On passe la nuit au ponton d’accueil mais on ne peut pas y rester, pas plus que dans la marina, c’est comme ça ici, la marina n’est pas faite pour les navigateurs, bon, on nous laisse faire le plein d’eau et prendre une douche (parce les douches sur la jupe en navigant, c’est de l’histoire ancienne, bien qu’il soit arrivé une fois que le capitaine s’y aventure avec force cris agua fresca ! agua fresca !) avant de se déplacer dans le mouillage juste en face, le matin on voit passer les chalutiers qui reviennent de pêcher :
Portimão est réputé pour ses plages, mais ça fait un peu Miami, surtout après 6 jours de mer qui coupent du vrai monde, en plus je dis au capitaine que c’est très surprenant qu’il fasse aussi frisquet début mai au sud du Portugal, je m’étais attendue à des températures plus clémentes mais que non point, on se pèle.

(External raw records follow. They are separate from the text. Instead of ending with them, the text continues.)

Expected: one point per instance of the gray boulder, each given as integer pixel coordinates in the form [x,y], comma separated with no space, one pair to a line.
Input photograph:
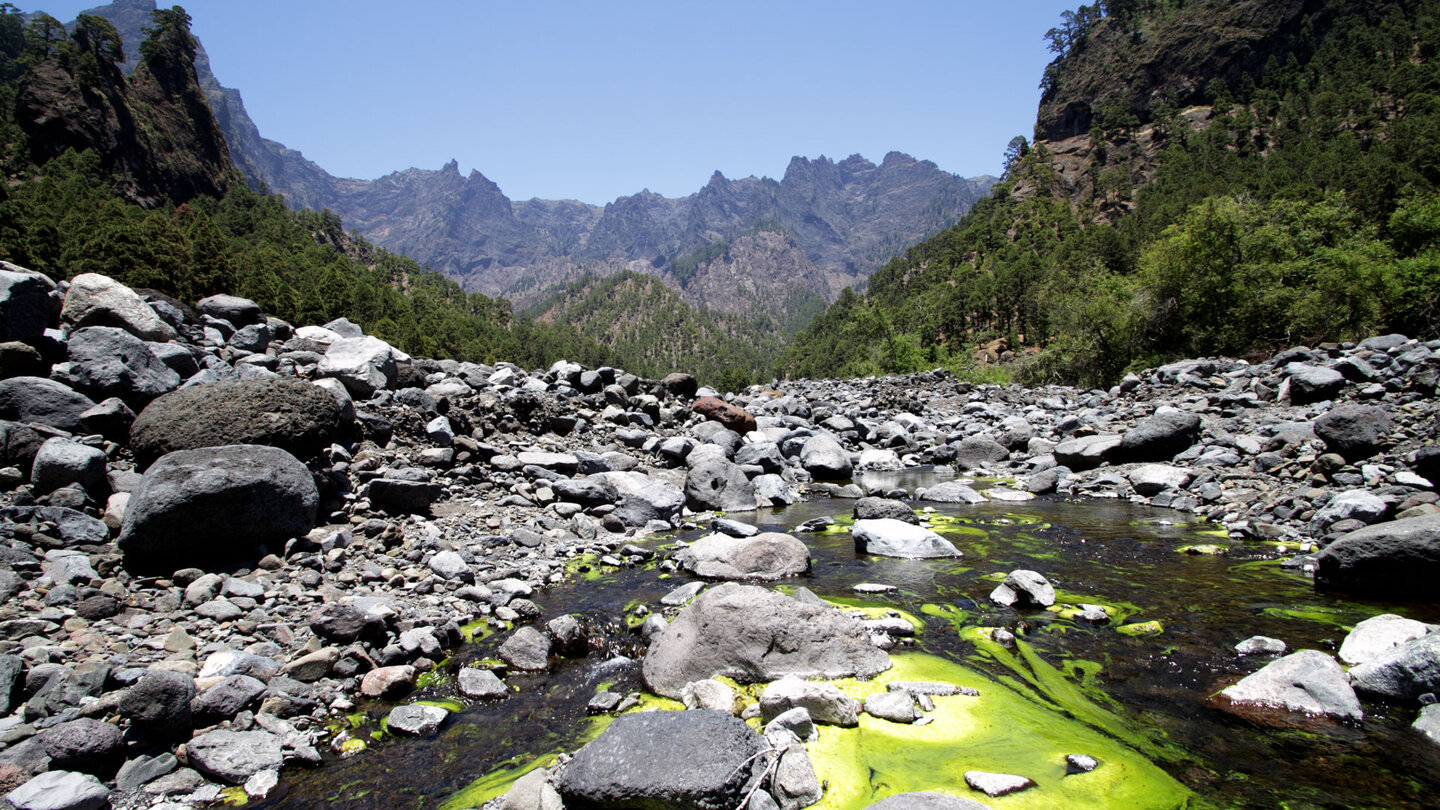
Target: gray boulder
[219,503]
[752,634]
[769,555]
[894,706]
[952,492]
[98,300]
[592,490]
[1312,384]
[975,453]
[871,508]
[824,702]
[159,705]
[25,303]
[1350,505]
[1087,451]
[722,486]
[1355,431]
[1158,437]
[824,459]
[62,461]
[527,649]
[1306,681]
[235,755]
[1380,633]
[297,417]
[1403,672]
[43,401]
[481,685]
[365,365]
[765,454]
[61,790]
[1026,588]
[416,719]
[1154,479]
[85,745]
[887,536]
[1429,722]
[693,760]
[226,699]
[1398,559]
[238,312]
[111,362]
[402,495]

Comme le capitaine veut voir le Cap St Vincent de l’intérieur, nous louons une voiture pour nous y rendre, fouettons cocher le cœur joyeux, sur la route apercevons plein de nids de cigogne avec des petits, des cigognes ! que je crie, le capitaine pile, demi-tourne, nous ne le savions pas mais nous traversons la zone protégée de la Ria de Alvor qui est un lieu d’observation privilégié des cigognes blanches, aux innocents les mains pleines !

Nous passons par Sagres qui se trouve sur la route, ville bien connue des surfeurs tout comme les spots de Supertubos, Coxos, Carcavelos, Costa de Caparica, Praia do Norte et j’en passe, Supertubos étant réputée car il s’y déroule le Rip Curl Pro Portugal, compétition qui fait partie de la World Surf League, sans oublier Praia do Norte, située au nord de Nazaré, paradis des surfeurs à la recherche de vagues gigantesques, hélas on ne s’y arrêtera pas puisque notre retard, mais le capitaine m’a promis qu’on irait quand nous serons sur le chemin du retour … Entre Sagres et le Cap St Vincent se trouve la plage de Beliche, autre spot bien connu pour son wedge (ou shore break, vague de bord) qui est une vague qui déferle près du rivage de manière soudaine et puissante en créant un mur d’eau très raide et parfois tubulaire, mais aujourd’hui c’est bien calme et il y a même des voiliers qui y sont mouillés, le capitaine y avait prévu une escale, rayée de la carte depuis, comme tant d’autres.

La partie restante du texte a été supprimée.